Charlie's Angels features both a Dolby Digital 5.1 and Dolby 2.0 soundtrack and while the video is stellar the audio left something  to be desired. Now don't get me wrong the 5.1 soundtrack is great I just expected it to be better. Dialogue was clear, and always mixed at the right volume level. Depending on the scene the music was either in the forefront or the background and always seemed to hold true to my memories of the original theatrical presentation. The effects zoomed around the room, kicks flew at me from all directions. I however felt that the LFE was a tad weak. Although it produced some noticeable rumbling it just seemed a bit subdued to what I remembered from the theater which was stronger/louder explosions. All in all a good mix, but it could have been much better.

First and foremost this is a Columbia Tristar Special Edition which are never lacking in special features. This disc is packed.
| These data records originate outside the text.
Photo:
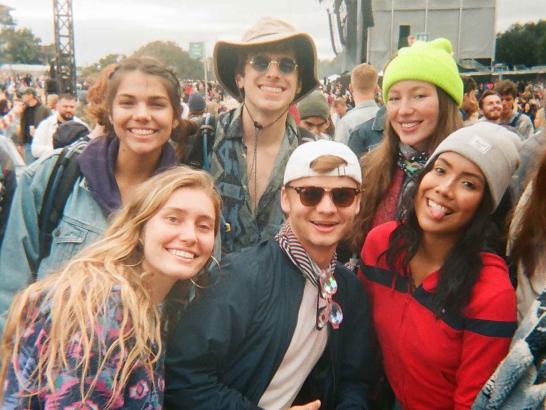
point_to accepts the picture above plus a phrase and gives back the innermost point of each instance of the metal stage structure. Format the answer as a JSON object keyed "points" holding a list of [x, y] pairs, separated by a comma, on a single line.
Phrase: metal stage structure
{"points": [[64, 66]]}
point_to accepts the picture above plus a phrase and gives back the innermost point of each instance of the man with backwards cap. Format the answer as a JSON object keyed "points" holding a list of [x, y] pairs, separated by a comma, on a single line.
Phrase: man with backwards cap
{"points": [[272, 67], [286, 324]]}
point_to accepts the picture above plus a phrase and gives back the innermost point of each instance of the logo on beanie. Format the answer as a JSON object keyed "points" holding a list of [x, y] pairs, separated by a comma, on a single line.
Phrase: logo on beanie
{"points": [[480, 144]]}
What do we have? Well to begin with there's an audio commentary with director McG and cinematographer Russell Carpenter. This is an energetic track as first timer McG shares his thoughts and praises Carpenter - who worked on the Titanic. Many times throughout the track McG thanks Carpenter for being so easy to work with and making his first film so easy to make.

Charlie's Angels
In addition to the commentary we have a slew of short featurettes dealing with everything from the Fashion to the Special Effects to director McG. These are all fairly short and some are more informative then others. I doubt anyone will watch them more then once but they are worth checking out if your a fan of the film.
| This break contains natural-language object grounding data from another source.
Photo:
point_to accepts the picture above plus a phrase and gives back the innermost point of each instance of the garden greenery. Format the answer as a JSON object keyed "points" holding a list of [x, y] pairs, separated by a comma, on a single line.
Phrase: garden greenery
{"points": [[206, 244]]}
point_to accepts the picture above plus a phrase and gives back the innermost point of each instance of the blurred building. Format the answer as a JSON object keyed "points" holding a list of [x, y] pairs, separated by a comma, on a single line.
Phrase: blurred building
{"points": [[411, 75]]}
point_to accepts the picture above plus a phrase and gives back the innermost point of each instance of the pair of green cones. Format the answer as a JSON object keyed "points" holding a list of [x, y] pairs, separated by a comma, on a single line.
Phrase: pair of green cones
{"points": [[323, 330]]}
Up next we have 3 deleted and extended scenes with introductions and partial commentary from director McG. While these scenes are funny they were rightly cut from the final film. Keeping them in would have seriously affected the pacing.

Next we have some bloopers which were a bit of a disappointment to me, as they are just a rehash of the bloopers that ran over the credits. You can't tell me that with a movie of this nature there weren't more bloopers to be had. Oh well..

Music Videos, we are given 2 music videos, Apollo 440's cover of the Charlie's Angels theme and the video for the mega smash hit single Independent Women by Destiny's Child.

Last up we are given a collection of trailers for both currently available Columbia movies and upcoming releases. The trailers are presented in various formats. Charlie's Angel (Teaser and Theatrical Trailer) are in DD 5.1, Crouching Tiger, Hidden Dragon (DD 2.0), Vertical Limit (DD 5.1), The Adventures of Joe Dirt (5.1), and My Best Friends Wedding (DD 2.0).

If your looking for a way to escape from reality for a couple hours, Charlie's Angels is the movie for you. A Great disc for a great movie.